La metamorfosis de su auto comprensión lo lleva a adelantar el retorno a su tierra. «[D]e pronto, me sentí fuera de sitio, lejos de mí mismo y de cuanto es realmente mío… A veces es necesario alejarse de las cosas, poner un mar de por medio, para ver las cosas de cerca… Regreso a lo mío esta misma noche. Para mí es otro el aire que, al envolverme, me esculpe y me da forma». El viaje a Europa provoca paradójicamente el encuentro con su propia identidad latinoamericana como otra, propia, peculiar, distinta. La recuperación del sentido de lo propio, de la peculiar identidad, tras un viaje al extranjero, es, dicho sea de paso, tema significativo en Carpentier. El protagonista anónimo de Los pasos perdidos, Esteban en El siglo de las luces y Enrique en La consagración de la primavera (1978), pasan por experiencias similares que, en cierta medida, reiteran la vivida por Carpentier, quien regresa de una larga estadía europea (1928-1939), con una insaciable sed de redescubrir, reinventar y definir, por medio de la creación artística, las particularidades americanas.

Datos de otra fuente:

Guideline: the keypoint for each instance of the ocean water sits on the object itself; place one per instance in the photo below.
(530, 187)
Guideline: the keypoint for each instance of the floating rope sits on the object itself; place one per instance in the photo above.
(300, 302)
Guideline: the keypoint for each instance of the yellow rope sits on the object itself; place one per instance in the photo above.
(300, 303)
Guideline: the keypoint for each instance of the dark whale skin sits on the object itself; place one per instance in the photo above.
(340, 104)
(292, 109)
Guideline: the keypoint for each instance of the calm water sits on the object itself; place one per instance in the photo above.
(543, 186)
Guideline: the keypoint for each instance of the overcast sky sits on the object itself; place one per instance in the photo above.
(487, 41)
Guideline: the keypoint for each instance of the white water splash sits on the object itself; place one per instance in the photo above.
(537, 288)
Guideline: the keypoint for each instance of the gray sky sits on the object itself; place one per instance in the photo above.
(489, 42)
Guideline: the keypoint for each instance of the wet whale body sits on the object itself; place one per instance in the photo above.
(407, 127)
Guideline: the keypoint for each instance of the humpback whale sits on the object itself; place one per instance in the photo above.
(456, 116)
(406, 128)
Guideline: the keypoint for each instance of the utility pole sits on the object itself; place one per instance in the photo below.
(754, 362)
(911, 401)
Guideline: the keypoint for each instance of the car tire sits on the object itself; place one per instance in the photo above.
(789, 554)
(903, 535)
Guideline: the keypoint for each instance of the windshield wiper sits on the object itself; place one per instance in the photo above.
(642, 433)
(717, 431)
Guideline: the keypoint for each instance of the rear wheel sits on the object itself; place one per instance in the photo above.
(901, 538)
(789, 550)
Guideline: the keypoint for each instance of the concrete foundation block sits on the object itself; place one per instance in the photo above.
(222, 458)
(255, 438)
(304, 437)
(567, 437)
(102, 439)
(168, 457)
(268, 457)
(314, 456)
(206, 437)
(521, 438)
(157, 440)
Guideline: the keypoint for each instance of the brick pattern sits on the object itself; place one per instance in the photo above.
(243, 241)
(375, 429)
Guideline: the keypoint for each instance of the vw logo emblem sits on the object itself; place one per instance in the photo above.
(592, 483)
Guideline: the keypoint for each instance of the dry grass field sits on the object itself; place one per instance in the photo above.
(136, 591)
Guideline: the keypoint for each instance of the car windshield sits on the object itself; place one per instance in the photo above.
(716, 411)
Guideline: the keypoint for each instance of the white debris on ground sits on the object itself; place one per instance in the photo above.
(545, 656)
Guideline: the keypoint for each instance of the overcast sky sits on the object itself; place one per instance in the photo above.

Si al principio del relato, la descripción de la casa del amo/indiano, sus pertenencias domésticas y sus cuadros revela arraigados paradigmas europeos de identidad cultural, ahora el criollo se siente extraño en el ambiente del Viejo Mundo. El alejamiento de su entorno y su inmersión en el mundo europeo le muestra la distancia entre ese mundo y aquel que ahora, no antes, llama mío. Se trata del nacimiento de la conciencia criolla, del instante crucial en la historia de los pueblos de América en que se sienten y piensan otros, diferentes en sensibilidad y pensamiento a los países que le dieron idioma y religión. Nace así, en esa conciencia germinal, la semilla de la independencia americana. La condición de ese nacimiento es el desarrollo de una clase social representada por el amo/indiano, con suficiente poder económico e ilustración intelectual como para enfrentarse a las metrópolis europeas y propiciar la ruptura política con ellas.

Esa afirmación de identidad peculiar por parte del criollo conduce a un tema que desde sus críticas al vanguardismo estético europeo ocupó continuamente a Carpentier: la peculiaridad de América como tierra fabulosa, como entorno de lo real-maravilloso. «Fábula parece lo nuestro a las gentes de acá porque han perdido el sentido de lo fabuloso». Algo similar escribió en el renombrado prólogo a El reino de este mundo (1949). Sin embargo, ahora, en Concierto barroco, se adelanta un acento algo nuevo al añadir el criollo: «No entienden que lo fabuloso está en el futuro. Todo futuro es fabuloso». El arte europeo languidece porque se alimenta de la añoranza, de la melancolía del pasado, cuando Europa era un continente vigoroso y creador. Ahora el futuro yace en otros lares y ese porvenir rechaza los marcos estéticos e intelectuales foráneos.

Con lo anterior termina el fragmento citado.